Located in Kenya’s Samburu National Reserve, near the banks of the Ewaso Ngiro River, Elephant Watch Camp is an eco-luxurious camp run by a team of friendly staff and professional guides who work with leading conservationists to visit and support the local elephants.
Built with its eco-credentials are the fore, much of the furniture at Elephant Watch Camp is made from fallen trees, with locally woven mats providing comfort and colour on the floors. The camp is small, with just six individually-styled tents, but each with an en suite bathroom built around a tree with a flush loo and ‘safari shower’.
Inside are colourful cloth drapes and eclectic furniture. The camp also has a good range of books, films and, of course, plenty of information about elephants.
food and service
Ingredients for the chefs’ inventive fusion of Italian and African-inspired dishes come from the family’s organic farm in the Rift Valley and the local farmer’s market at nearby Mount Kenya. The meat comes from an organic farm in Naivasha, or from the lush cattle ranches of Laikipia, where livestock is pasture-raised and free to roam.
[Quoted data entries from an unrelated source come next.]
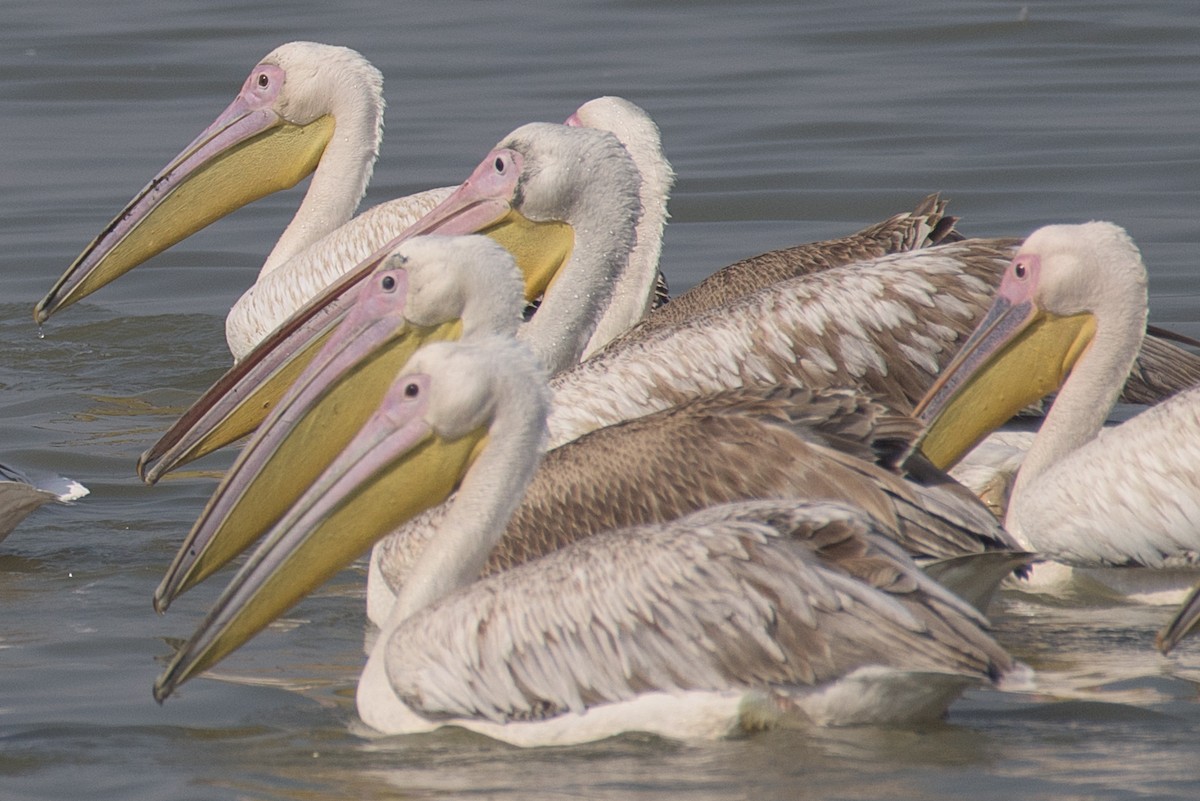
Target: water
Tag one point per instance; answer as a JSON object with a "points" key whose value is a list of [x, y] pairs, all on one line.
{"points": [[785, 124]]}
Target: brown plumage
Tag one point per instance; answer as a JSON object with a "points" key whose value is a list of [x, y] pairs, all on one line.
{"points": [[923, 227], [747, 444], [763, 596]]}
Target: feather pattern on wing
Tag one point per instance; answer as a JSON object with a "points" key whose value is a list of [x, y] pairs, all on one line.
{"points": [[925, 226], [747, 444], [742, 596], [886, 326]]}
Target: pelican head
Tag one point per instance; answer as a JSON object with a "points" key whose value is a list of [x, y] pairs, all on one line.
{"points": [[415, 449], [271, 136], [430, 288], [532, 193], [1065, 283]]}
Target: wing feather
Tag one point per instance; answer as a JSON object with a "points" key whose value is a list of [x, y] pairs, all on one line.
{"points": [[742, 596]]}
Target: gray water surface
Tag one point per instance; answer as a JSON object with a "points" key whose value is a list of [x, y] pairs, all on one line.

Cold avocado and gazpacho soups, fresh tropical juices, daily baked focaccia, rye rolls and crunchy cookies, homemade ice-creams, relishes, jams, honey in the comb (from the organic apiary), and fresh pasta and rice salads are all on offer at the Elephant Watch Camp restaurant. Picnic breakfasts and lunches can be prepared for unwrapping on the banks of a river as a herd of elephants stroll by. Roasted goat – Samburu-style fresh off the fire – is one of the specialities.
Six spacious, netted tents at Elephant Watch Camp are designed to catch the breeze and ensure maximum privacy and protection. Each tent hangs under a wide thatched roof with its own veranda and stunning view. The walls are a mix of canvas and netting which keeps bugs out but allows in the sounds and scents of the wild. Cold mineral water is stored inside the tent and fresh tea, coffee or fresh fruit juice is delivered in the morning.
Each room has a king-size bed with cotton sheets, feather pillows, bedside lamps, a torch, towels, a kanga bathrobe and a “bush cupboard” with plenty of space. The wide veranda includes a daybed. Bathrooms are en suite and each built around a tree for maximum shade and privacy. Hand-painted buckets are filled with clean cool water by day, so are steaming hot by the evening. Laundry is collected every day.
Cell phone reception is available through Safaricom/Vodaphone and Airtel, while Wi-Fi is accessible across the camp.
In conversation with the rangers across Samburu National Reserve, the onsite Elephant Watch Camp guides create a personalised plan for when and where each day, so as to best see the elephants. Lions and leopards can also been seen. A highlight for most guests is also spending time with the Samburu people.
Elephant Watch camp, perhaps unsurprisingly, enjoys a fantastic relationship with Save the Elephants, a charity founded in 1997 and based in Samburu National Reserve. Observations are shared between camp and charity, and Elephant Watch guides have the rather remarkable skill of recognising every single one of the 66 families that call Samburu home.
The camp fundamentally aligns itself with environmentally responsible practice; all energy is solar based, water is hand-pumped from an onsite well, and all the buildings are constructed using local materials such as fallen trees and palm thatch.
90% of the staff at Elephant Watch are local – most from the manyattas bordering the reserves – which provides training and an income for the surrounding communities.
Launched in 2001, the Elephant Watch Scholarship Fund has helped almost 100 children progress beyond primary school into college or university; supporting the next generation of bold ambassadors for the region.
The Fund – recognising how isolation can prevent access to teaching – has also facilitated a mobile education unit, while still funding essential equipment in the area’s traditional schools.